Hace no muchos años y antes de que un buen amigo intentara rehacer su vida en otra ciudad teníamos la fea costumbre de cenar un dia durante la semana en algún lugar de la maltrecha noche bilbaína tomando como referencia la posibilidad de consumo de estupefacientes sin la correspondiente expulsión por parte del hostelero. Es decir, que nos íbamos a cenar a aquel lugar donde, después del bocadillo (nº 1 con poca mayonesa o nº7) y con el café nos pudiéramos fumar tranquilamente uno de esos porritos tan adormecedores que él sigue haciendo y que yo me negué a aprender a liar.
"Prohibido el uso de sustancias estupefacientes" ponía en un cartel de la pared como aquellos, decorativos, que rezaban: "prohibido escupir en el suelo".
Como es normal todo esto sucedía antes de la ley antitabaco que ha vaciado algunos locales.
Porque existían y se mantenían aquellos sitios, escondidos arriba de las escaleras, donde una nube acompañaba a los largos cafes que, como si fuera una mariconada de domingo, contenían un chorrito de Baileys o una gota de coñac.
Ahora ya no hay sitio para aquel viaje sideral del pequeño saltamontes, que es la canción que explica con un mayor lujo de detalles cómo hacer correctamente un porro.
Siempre he pensado que las drogas de los que nos acercamos sospechosamente a los 40 no se parecen a esas substancias diseñadas en un laboratorio para poder aguantar más horas o para poder beber más copas como si la cantidad de horas de fiesta sea sinónimo de haberlo pasado mejor.

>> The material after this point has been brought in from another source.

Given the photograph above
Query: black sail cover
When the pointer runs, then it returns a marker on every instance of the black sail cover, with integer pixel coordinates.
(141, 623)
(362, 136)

Nuestras drogas nos dejaban sonrientes, serenos, sosegados como si no pasara nada o como si los abrazos fueran gratis. Una novia que tuve me decía que cuando más le gustaba era con ese punto de oso amoroso que me daba después del primer cigarro (que me fumaba después). Aquello me lo dijo sentados en la playa hace más de 15 años mientras yo me quedaba absorto mirando sus ojos. Ahora ves salir a los chicos de los pantalones gastados, gafas y gorras que se abrazas a las chicas de ropas ajustadas de sus locales after el domingo por la mañana como si les hubieran atacado con una pistola taser hace diez minutos.
De la misma manera que nuestros padres disfrutaban de las largas sobremesas con un puro eterno que pinchaban con un palillo para hacer circular el aire, los bares donde dejarse poseer por el humo son los grandes damnificados de esta cruzada a favor de la salud pública y contra nuestros pequeños vicios.
Y vicios tenemos todos. Aquel era un vicio de domingo.
La última vez que pisé aquellas mesas en la planta superior (que estaba casi vacía) olía a detergente y a madera húmeda. Tomé una cerveza en vez de un café y no salí con aquella sonrisa tonta que te adormece el resto del domingo. Llegué a mi casa, entrené un poco, hice un puré sanísimo y me metí pronto a la cama añorando aquellos días en los que me perdía mirando a los ojos con la sensación de tranquilidad que se impregnaba en mi ropa y con ese punto de oso amoroso que me gusta tener cuando puedes arroparte con la complicidad de quien se sienta a tu lado y, con suerte, te abraza.
Eso pasaba allí donde solíamos fumar.